French colorist Benoit Cote has graded over 500 commercials on DaVinci Resolve and in these two before and after videos (above), you can see some of his experience at work. You can see a lot more of Benoit’s before and after grading breakdowns on his site here. What’s unique about the shot above is that Benoit shares his powergrade for his ‘linear light’ mode in Resolve. You can directly download it by clicking the node tree image below.
In this final video you can check out some of Benoit’s beauty grading skills when it comes to fixing the look of a hero shot in a car ad.
Colour Grading on Pablo Rio
Although this blog often focuses on DaVinci Resolve, by far and away the most accessible professional colour grading system, there are plenty of other professional options out there, including Baselight, Mistika, Scratch, Nucoda and Pablo Rio, to name a few. It’s interesting to note that Light Iron Digital favours the Pablo Rio and Quantel’s Genetic Engineering 2 shared storage, that makes it all tick. You can find out a lot more information on Light Iron’s grading system in this previous post – just head for their 6K Diary video.
You can also check out the new features in Pablo Rio 2.0 in the video below and find out a ton of further information on the Quantel website here. Another really handy thing to check out, whether you’re an editor, colorist, DP, producer, director or pretty much anyone working in film production, is the Digital Fact Book from Quantel. It’s basically an online glossary of technical terms, definitions and common phrases explained in a very easy to understand way. If you’re not sure on something, it’s well worth having a rummage for it on the Digital Fact Book.
More Colour Grading Twitter Tips
Colorist tip. Have Blue Tooth setup in your bay so your client can play their own favorite music. #markromaneksidea
— Dave Hussey (@Davehussey) February 19, 2015
One of the most popular recent posts I’ve shared on the blog was this one – Pro Tips To Improve Your Colour Grading – featuring a shed load of really great colour grading tips from RedBull Media Colorist Phil Strahl. So here are some more great tips from the Twitter colorist community…
Today’s #ColorGrading tip: Use caution with “luminance vs brightness” curves, even if the footage is shot exceptionally well & uncompressed.

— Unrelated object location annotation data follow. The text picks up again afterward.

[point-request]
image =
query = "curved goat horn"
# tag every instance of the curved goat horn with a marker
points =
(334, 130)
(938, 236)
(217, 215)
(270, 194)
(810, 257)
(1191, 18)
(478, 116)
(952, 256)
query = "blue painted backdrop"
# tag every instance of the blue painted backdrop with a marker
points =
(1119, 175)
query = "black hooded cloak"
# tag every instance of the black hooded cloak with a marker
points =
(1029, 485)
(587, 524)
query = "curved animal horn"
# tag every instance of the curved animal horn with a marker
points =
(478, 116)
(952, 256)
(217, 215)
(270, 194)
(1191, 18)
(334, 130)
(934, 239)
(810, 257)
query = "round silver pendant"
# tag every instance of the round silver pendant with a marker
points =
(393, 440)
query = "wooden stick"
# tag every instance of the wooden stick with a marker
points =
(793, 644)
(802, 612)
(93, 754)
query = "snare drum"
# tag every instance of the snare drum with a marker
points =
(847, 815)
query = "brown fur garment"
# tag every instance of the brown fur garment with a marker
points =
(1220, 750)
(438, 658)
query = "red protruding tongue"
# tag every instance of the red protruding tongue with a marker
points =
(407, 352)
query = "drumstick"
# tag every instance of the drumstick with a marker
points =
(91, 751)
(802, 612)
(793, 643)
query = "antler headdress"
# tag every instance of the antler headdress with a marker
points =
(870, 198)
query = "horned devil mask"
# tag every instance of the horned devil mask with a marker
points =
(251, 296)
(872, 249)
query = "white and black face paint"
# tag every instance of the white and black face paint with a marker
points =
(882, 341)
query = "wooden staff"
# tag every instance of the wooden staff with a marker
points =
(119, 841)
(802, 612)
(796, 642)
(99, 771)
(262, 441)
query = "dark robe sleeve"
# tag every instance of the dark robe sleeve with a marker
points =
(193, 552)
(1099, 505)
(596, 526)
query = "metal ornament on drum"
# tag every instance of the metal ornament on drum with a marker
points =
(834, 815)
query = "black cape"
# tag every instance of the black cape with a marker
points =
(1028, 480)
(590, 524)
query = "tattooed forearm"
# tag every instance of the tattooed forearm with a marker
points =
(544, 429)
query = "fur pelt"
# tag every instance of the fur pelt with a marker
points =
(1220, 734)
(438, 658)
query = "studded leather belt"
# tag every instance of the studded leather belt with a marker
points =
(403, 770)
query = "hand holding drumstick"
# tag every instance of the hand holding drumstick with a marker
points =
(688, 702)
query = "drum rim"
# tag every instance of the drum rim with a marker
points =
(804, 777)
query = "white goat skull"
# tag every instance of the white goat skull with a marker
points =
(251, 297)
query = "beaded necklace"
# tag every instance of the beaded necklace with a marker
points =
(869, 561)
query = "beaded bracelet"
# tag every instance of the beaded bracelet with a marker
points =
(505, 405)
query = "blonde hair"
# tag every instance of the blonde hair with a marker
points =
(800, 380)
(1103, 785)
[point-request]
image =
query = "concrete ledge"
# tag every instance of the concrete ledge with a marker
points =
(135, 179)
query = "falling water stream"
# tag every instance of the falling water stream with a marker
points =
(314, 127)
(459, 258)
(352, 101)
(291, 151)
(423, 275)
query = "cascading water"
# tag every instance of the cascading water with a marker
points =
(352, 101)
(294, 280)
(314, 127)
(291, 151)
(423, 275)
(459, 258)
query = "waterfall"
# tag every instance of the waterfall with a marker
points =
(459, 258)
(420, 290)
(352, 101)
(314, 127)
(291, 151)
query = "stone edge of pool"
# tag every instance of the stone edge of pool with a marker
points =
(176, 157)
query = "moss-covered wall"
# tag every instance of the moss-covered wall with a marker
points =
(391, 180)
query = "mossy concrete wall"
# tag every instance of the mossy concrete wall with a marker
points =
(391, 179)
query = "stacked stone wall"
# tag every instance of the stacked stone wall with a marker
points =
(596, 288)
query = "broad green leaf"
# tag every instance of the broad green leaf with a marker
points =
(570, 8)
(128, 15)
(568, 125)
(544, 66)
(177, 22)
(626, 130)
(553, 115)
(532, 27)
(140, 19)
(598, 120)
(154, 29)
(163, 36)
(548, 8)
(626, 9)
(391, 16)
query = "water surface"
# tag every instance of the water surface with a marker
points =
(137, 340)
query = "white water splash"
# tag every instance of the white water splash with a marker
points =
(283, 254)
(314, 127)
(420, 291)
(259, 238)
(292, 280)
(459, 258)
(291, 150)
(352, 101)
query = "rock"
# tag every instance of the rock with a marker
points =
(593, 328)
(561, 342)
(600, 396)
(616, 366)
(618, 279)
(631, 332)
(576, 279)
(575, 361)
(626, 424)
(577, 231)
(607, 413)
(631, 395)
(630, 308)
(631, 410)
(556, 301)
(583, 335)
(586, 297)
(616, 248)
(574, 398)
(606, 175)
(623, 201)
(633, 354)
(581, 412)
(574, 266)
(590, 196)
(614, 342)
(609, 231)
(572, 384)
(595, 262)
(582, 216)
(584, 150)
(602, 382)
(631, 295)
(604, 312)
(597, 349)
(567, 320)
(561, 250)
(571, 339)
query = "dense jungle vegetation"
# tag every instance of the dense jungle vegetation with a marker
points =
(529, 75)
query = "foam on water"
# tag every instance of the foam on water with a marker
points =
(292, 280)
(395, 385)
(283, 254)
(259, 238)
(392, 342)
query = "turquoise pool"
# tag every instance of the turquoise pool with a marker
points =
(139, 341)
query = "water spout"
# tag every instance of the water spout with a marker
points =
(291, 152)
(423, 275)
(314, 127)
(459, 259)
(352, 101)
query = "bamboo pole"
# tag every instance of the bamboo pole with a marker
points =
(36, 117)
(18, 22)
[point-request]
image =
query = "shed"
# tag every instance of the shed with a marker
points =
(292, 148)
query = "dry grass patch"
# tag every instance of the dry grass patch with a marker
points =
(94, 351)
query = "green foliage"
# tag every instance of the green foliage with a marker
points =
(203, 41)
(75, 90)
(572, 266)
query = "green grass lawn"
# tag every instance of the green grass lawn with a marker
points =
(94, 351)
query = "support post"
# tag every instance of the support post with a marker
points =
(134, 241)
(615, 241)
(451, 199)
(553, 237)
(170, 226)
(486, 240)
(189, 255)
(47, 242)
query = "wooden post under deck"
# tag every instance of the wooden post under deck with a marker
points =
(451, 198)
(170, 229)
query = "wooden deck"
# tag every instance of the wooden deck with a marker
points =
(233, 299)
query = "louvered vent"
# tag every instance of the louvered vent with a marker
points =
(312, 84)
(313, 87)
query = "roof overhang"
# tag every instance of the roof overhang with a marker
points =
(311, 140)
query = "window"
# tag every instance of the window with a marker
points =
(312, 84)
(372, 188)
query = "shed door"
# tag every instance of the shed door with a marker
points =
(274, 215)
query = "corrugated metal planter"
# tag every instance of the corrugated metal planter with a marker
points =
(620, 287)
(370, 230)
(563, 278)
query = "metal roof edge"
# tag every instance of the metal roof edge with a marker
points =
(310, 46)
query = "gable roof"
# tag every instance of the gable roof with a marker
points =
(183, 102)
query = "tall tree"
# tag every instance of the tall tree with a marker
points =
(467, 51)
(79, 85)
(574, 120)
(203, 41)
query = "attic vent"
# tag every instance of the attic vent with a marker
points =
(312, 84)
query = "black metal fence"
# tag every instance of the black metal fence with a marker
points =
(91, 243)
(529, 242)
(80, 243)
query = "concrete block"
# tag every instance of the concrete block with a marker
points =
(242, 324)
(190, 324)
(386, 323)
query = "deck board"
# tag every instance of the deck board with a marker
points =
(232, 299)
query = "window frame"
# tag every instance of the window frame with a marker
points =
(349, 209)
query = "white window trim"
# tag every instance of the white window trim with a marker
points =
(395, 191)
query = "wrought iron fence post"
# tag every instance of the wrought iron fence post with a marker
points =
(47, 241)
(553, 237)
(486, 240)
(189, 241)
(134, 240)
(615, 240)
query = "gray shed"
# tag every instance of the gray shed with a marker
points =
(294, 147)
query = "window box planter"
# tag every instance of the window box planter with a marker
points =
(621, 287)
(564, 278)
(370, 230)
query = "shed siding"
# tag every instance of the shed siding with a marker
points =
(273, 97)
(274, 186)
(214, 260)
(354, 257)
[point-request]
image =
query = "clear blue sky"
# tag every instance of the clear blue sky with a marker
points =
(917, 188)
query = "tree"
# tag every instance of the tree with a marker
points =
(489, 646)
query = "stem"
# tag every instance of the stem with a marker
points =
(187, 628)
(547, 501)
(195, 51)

— Phil Strahl ??? (@PhilStrahl) February 16, 2015
Today’s #ColorGrading tip: Halation & glows are easily simulated by a soft mask which has its black lifted and tinted.
— Phil Strahl ??? (@PhilStrahl) February 18, 2015
Quick #ColoristTip if you can foresee a key that you're going to have to pull, correct your previous node to maximize the keying capacity.
— Rob Bessette (@robsbessette) February 17, 2015
Today’s #ColorGrading tip: An overly saturated color is prone to partial clipping. Try to subtly desaturate the other colors instead.
— Phil Strahl ??? (@PhilStrahl) February 19, 2015
Colorist tip : track your mask before doing any corrections. Don't waste time correcting if the track won't work. #post
— Jason Bowdach (@JBowdacious) February 20, 2015
Today’s #ColorGrading tip: Sometimes it’s faster to cut your losses and start anew, than to “fix” something you broke w/ the best intentions
— Phil Strahl ??? (@PhilStrahl) February 25, 2015
Colorist Tip: You WILL see things that weren't seen during edit & dailies. Its the nature of contrast color. Discuss this w your client
— Jason Bowdach (@JBowdacious) February 24, 2015
Colorist Tip (ContD): Gently explain why the dirt, lens spot, dead pixel, etc is just now being seen. Don't get caught up in a blame game.